Выбежал из хаты, вскочил в сарай. Минутное состояния аффекта – и все! Нет человека… Не погнались за ним, чтобы успокоить, ни мать, ни жена, ни суетливая, крикливая соседка. Не случилось… Разве была его смерть неумолимо неизбежна? Ведь нет же…

Да, «богата» была моя жизнь на жуткие события. В одно лето от маньяка дважды удалось остеречься, в другое – дважды пережить смерть добрых, ни в чем неповинных взрослых людей. А сколько глупых детдомовских судеб за это время сломалось? Зачем мне все это? Сделалась ли я от этого крепче духом, как утверждала моя учительница? Вряд ли. Хотя, конечно, добра хотелось делать больше, чтобы компенсировать горькое, чтобы уравновешивать в себе баланс чувств… Нет, лучше, чтобы доброе перевешивало. Когда балансируешь на грани – это слишком рискованно для души…

Я не заблуждаюсь на свой счет. Знаю, что смогу себе помочь. Учительница утверждала, что человек учится осознавать себя человеком, когда начинает задавать себе вечные вопросы. А я бы тут добавила: когда начинает делать добрые дела и при этом ощущать радость. Мне так кажется…
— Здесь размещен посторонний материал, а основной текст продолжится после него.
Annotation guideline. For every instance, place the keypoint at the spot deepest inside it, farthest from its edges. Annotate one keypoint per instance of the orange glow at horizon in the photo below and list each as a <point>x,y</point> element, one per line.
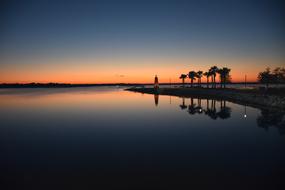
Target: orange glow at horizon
<point>128,70</point>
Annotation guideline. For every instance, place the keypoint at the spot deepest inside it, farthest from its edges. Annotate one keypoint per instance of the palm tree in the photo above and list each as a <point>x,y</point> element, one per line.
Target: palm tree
<point>207,74</point>
<point>213,70</point>
<point>224,75</point>
<point>192,76</point>
<point>265,77</point>
<point>183,77</point>
<point>199,75</point>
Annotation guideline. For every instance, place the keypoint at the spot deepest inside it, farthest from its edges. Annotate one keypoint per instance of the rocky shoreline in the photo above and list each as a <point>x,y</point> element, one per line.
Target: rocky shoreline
<point>254,98</point>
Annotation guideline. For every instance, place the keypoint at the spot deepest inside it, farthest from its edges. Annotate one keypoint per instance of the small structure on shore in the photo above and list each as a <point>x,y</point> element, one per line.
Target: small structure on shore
<point>156,84</point>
Несколько месяцев прошло, а я все задавала себе этот ужасный, отчаянный вопрос: «Может, зря маюсь, может, нет на мне вины?» Тогда мне стоило немалых усилий вернуть себя к прежнему, ясному умиротворенному состоянию и быть способной полноценно продолжать учебу, – тяжело вздохнув, закончила свой рассказ Лена. – Теперь страшные воспоминания переместились на задний план. На смену им пришли многие другие, но нет-нет, да и всплывет в моем сознании тот тяжкий день, то страшное лето. И сожмется в горькой тоске мое усталое сердце той далекой юношеской болью… всего лишь возможной, непреднамеренной вины…


Костер

У Киры замелькали перед глазами, будто театральные сцены из спектакля, моменты ее собственной жизни. Шаг за шагом просматривала она их. Остановилась на одном.
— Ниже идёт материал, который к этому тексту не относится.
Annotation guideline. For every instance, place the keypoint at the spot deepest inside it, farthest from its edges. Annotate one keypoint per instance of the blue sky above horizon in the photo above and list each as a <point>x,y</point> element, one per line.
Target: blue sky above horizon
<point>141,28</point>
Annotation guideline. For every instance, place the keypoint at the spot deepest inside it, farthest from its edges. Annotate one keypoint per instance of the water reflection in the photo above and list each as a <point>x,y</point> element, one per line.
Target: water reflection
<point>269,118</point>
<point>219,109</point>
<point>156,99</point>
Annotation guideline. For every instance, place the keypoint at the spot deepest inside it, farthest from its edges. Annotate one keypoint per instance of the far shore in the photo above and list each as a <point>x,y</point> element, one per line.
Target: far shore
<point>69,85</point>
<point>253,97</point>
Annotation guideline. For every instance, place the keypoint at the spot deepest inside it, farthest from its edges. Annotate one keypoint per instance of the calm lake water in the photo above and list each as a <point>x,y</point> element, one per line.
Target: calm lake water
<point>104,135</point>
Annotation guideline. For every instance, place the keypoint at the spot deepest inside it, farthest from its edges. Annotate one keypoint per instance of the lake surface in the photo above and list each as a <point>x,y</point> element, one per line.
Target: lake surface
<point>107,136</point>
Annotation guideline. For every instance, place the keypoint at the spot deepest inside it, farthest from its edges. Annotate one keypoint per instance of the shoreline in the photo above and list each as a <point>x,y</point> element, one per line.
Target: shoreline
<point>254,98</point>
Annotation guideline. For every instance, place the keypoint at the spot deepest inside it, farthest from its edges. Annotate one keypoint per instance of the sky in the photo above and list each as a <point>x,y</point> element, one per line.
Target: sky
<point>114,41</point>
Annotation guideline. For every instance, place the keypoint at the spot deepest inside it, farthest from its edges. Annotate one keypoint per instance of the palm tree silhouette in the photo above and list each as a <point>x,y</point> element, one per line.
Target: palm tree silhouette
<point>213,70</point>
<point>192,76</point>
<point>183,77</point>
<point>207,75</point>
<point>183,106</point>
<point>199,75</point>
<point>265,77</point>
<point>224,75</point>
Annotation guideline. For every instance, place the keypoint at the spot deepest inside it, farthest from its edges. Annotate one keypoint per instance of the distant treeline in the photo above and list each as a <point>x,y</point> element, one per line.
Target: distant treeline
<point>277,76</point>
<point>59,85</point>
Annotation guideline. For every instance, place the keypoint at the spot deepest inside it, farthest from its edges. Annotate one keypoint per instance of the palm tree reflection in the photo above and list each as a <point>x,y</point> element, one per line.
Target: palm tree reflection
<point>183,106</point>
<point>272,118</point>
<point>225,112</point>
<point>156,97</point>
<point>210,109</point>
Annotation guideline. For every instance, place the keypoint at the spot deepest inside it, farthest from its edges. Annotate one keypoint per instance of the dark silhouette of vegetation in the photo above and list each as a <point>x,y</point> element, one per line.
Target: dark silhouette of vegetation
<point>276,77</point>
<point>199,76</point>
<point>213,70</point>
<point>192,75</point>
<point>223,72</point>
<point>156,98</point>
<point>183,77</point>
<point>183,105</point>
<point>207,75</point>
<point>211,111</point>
…Дивная майская ночь. Огромные звезды праздничным салютом застыли на совершенно черном полотне неба. Одиннадцать молодых людей, утомленных многокилометровым кружением по лесу, сидят на поляне тесным кружком и завороженно смотрят на огонь. Тихо. Задумчивый костер шипит, потрескивает дымным пахучим сосновым лапником. Из сырых веток – прошел теплый кратковременный дождь – выстреливают трассирующие багровые искры. Колеблются тени. Кусты отступили в темноту к черной стене леса.

Они, отдавшись тихой радости огня и чувству сопричастности с чем-то таинственным, молчат. В такую ночь невозможно говорить. Ей кажется, что все они погрузились в прочтение своего будущего. Пятый курс, защита дипломов, распределение. Последние дни учебы были отмечены неподражаемой восторженностью, волнением и грустью, радостным трепетом предчувствия новой жизни. Что дальше? Разбросает их жизнь. Встретятся ли когда? Сроднились за пять лет.
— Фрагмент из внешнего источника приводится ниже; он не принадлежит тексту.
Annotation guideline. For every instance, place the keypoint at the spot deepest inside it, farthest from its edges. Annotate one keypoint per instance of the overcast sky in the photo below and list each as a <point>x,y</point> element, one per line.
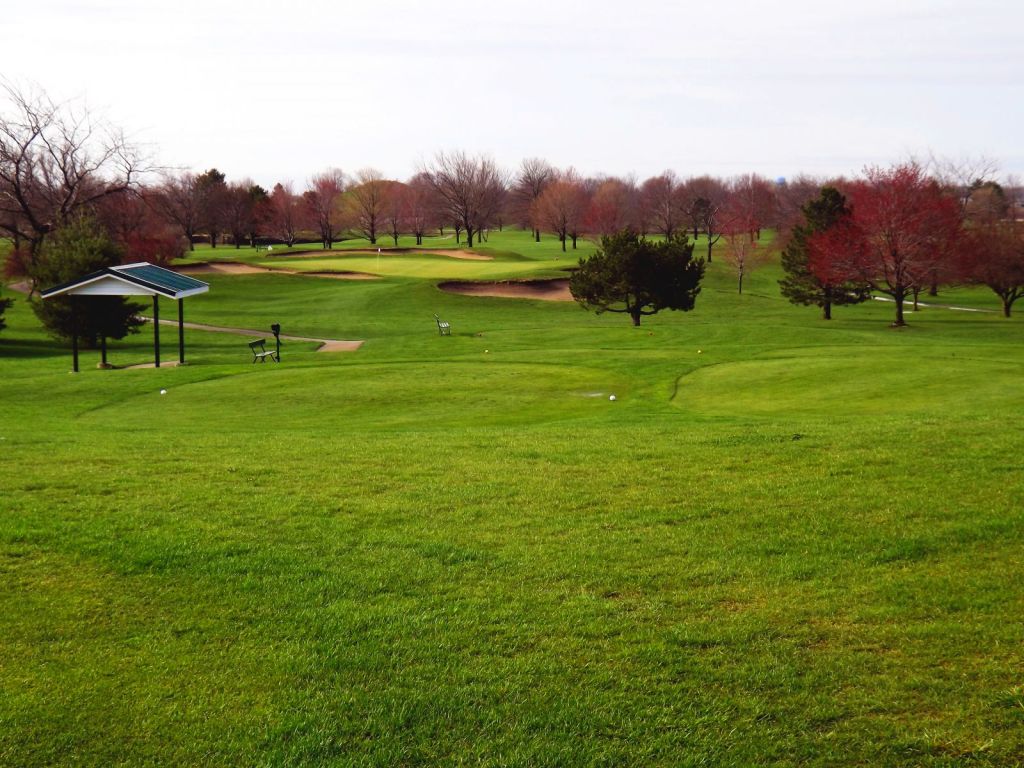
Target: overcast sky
<point>278,90</point>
Вот одна пара: Лана и Георгий. Оба высокие, светловолосые. Она – нежный василек с распахнутыми грустно-наивными глазами, с милыми ямочками на щеках, всегда такая заботливая, шустрая, деловая. Он – кареглазый нарцисс. Наверное, потому, что всегда держит свой красивый, с легкой горбинкой нос на полярную звезду. «Чтобы очки не соскакивали», – объяснял он важно, делая характерный жест рукой. Вот, мол, какой я умный, интеллигентный. И еще выше, картинно, поднимал свой мягкий подбородок с еле наметившимся золотистым пушком. В его глазах мелькала тайная потребность поразить мир, желание риска, упоения в бою, так необходимого людям его склада. «Знаете ли, понимаете ли», – любил он повторять, втолковывая какую-то свою заумную мысль друзьям.

Как ни крути, они самая прелестная пара в нашем кружке. Они были удивительно милы, всегда по-детски держались за руки, всегда улыбались. И всякий встречный видел в них влюбленных второкурсников или молодоженов. И сегодня в своем искреннем, радостном счастье и в этих брезентовых, цвета хаки туристических костюмах они совсем не «тянули» на выпускников университета.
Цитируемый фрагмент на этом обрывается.